INKOVEMA-Podcast „Gut durch die Zeit“
#184 – Konfliktantizipierende Vereinbarungen
Ein Gespräch über Mediationsklauseln
Mediationsklauseln – Teil 1
Im Gespräch mit Dr. Jörg Schneider-Brodtmann
Jörg Schneider-Brodtmann: Rechtsanwalt bei Menold Bezler in Stuttgart und Zertifizierter Mediator. Die WirtschaftsWoche 34/2019 bezeichnete den Verhandlungsexperten als einen der renommiertesten Anwälte für IT-Recht (Mitautor des IT-Recht Kommentars im Verlag Dr. Otto Schmidt KG), der sich seit Jahren für die Vorzüge der Mediation auch in konfliktanfälligen, weil komplexen Vertragsbeziehungen stark macht.
Gut durch die Zeit.
Der Podcast rund um Mediation, Konflikt-Coaching und Organisationsberatung.

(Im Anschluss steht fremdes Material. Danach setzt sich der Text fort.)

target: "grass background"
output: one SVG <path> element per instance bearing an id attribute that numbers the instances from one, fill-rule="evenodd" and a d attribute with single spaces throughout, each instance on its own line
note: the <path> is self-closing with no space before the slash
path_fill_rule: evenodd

Inhalt – Einführung zu Mediationsklauseln
Grundgedanke und Anlass für Mediationsklauseln
Mediationsklauseln stellen eine antizipierende und präventive Maßnahme dar, um zukünftigen Konflikten strukturiert und kooperativ zu begegnen. Sie werden häufig in Verträgen zwischen Projektpartnern, Ehepartnern oder anderen Vertragspartnern integriert. Der Grundgedanke hinter Mediationsklauseln ist es, einen klaren und gemeinsamen Weg zur Konfliktlösung zu definieren, bevor ein etwaiger Konflikt entsteht und dieses Mindestmaß an Kooperation im Konflikt schon nicht mehr zustandekommt. Das Ziel ist, destruktive Eskalationen zu vermeiden und eine Grundlage für konstruktive Verhandlungen zu schaffen. Es gilt, die Kooperationsbereitschaft zu einem Zeitpunkt für die Zukunft zu nutzen, in der diese Kooperationsbereitschaft auf die harte Probe gestellt sein wird. Mediationsklauseln schaffen hier ein Selbstbindung, die in die Zukunft wirkt.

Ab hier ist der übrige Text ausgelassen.